The Immigrant
Showing his amazing versatility as an actor, Joaquin Phoenix plays a character (Bruno) in The Immigrant utterly unlike Doc Sportello in Inherent Vice (or Theodore in Her). Bruno, who appears to rescue the ‘immigrant’ in question from certain deportation in 1921 New York City, is not a likable fellow at all.
The immigrant is Ewa Cybulska from Poland, played very well by Marion Cotillard. Ewa has come over with her sister, who has tuberculosis and is forced to stay on Ellis Island for six months. If that’s not bad enough, Ewa’a aunt and uncle don’t show up to get her and the government official claims their address isn’t valid. So it’s back to Poland for Ewa until she is ‘rescued’ by Bruno, who offers her a place to stay and a job where he works. Unfortunately for Ewa, we soon discover that Bruno is a pimp. Persuaded that she has no choice, and needing to support her sister, Ewa reluctantly becomes one of Bruno’s girls. Then along comes Bruno’s cousin, Emil, played by Jeremy Renner, another would-be rescuer. But is Emil really the hero he appears?

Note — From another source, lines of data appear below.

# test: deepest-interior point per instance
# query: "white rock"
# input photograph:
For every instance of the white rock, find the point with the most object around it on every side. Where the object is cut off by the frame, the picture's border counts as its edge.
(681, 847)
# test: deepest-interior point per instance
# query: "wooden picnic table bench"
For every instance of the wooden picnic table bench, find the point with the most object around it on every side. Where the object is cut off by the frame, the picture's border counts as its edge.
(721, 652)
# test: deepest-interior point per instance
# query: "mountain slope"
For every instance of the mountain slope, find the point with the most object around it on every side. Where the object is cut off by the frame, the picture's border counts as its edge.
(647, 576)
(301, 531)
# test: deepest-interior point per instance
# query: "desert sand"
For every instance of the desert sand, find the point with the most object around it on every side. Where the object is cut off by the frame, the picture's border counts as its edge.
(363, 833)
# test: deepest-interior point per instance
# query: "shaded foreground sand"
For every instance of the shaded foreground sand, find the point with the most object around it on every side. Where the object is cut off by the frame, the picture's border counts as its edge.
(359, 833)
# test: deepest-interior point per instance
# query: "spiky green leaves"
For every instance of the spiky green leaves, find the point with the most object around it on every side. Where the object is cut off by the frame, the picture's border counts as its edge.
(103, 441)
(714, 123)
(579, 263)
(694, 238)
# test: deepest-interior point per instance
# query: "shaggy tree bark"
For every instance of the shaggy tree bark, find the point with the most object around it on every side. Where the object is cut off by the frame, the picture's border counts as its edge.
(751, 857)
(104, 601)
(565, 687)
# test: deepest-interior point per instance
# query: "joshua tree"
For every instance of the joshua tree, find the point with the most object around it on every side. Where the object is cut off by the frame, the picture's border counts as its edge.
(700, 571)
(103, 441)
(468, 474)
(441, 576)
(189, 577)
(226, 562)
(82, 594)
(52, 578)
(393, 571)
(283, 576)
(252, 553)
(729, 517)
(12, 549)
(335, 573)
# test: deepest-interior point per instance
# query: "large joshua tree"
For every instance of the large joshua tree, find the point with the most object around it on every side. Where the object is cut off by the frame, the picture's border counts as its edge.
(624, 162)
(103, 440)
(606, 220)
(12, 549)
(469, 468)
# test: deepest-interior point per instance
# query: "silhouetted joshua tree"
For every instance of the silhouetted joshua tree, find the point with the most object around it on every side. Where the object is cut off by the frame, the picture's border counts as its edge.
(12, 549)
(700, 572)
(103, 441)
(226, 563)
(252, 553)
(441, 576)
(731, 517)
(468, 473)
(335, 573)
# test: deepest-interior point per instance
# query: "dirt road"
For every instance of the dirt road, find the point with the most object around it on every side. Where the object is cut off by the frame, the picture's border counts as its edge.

The Immigrant is a straightforward, though dark, film, filmed in yellow tones that make New York City seem like a very different world than the 1920‘s New York City of Baz Luhrmann’s The Great Gatsby. But there are a couple of things that make The Immigrant a special film.
First is the way all of the characters in The Immigrant are humanized. Bruno, Emil and Ewa (and others) are all flawed characters but they are all treated as people struggling to make the best of life. There are no moral blacks and whites in The Immigrant.
Second is the depiction of Ewa’s Christian faith. At a time when few films depict faith of any kind, or do so very critically, The Immigrant presents a faith that, in many ways, is Ewa’s only hope for redemption, getting her through one traumatic episode after another (despite a less-than-helpful priest) and giving her both a powerful strength of character as well as the power to forgive people who have done terrible things to her.
What The Immigrant lacked, for me, was the kind of pacing (it’s very slow-paced) and intensity that might have created more interest and a stronger emotional connection. Still, a solid ***+. My mug is up.
OK - I've teetered on the fence a long over this one since it's on Netflix. Think I'll watch it now.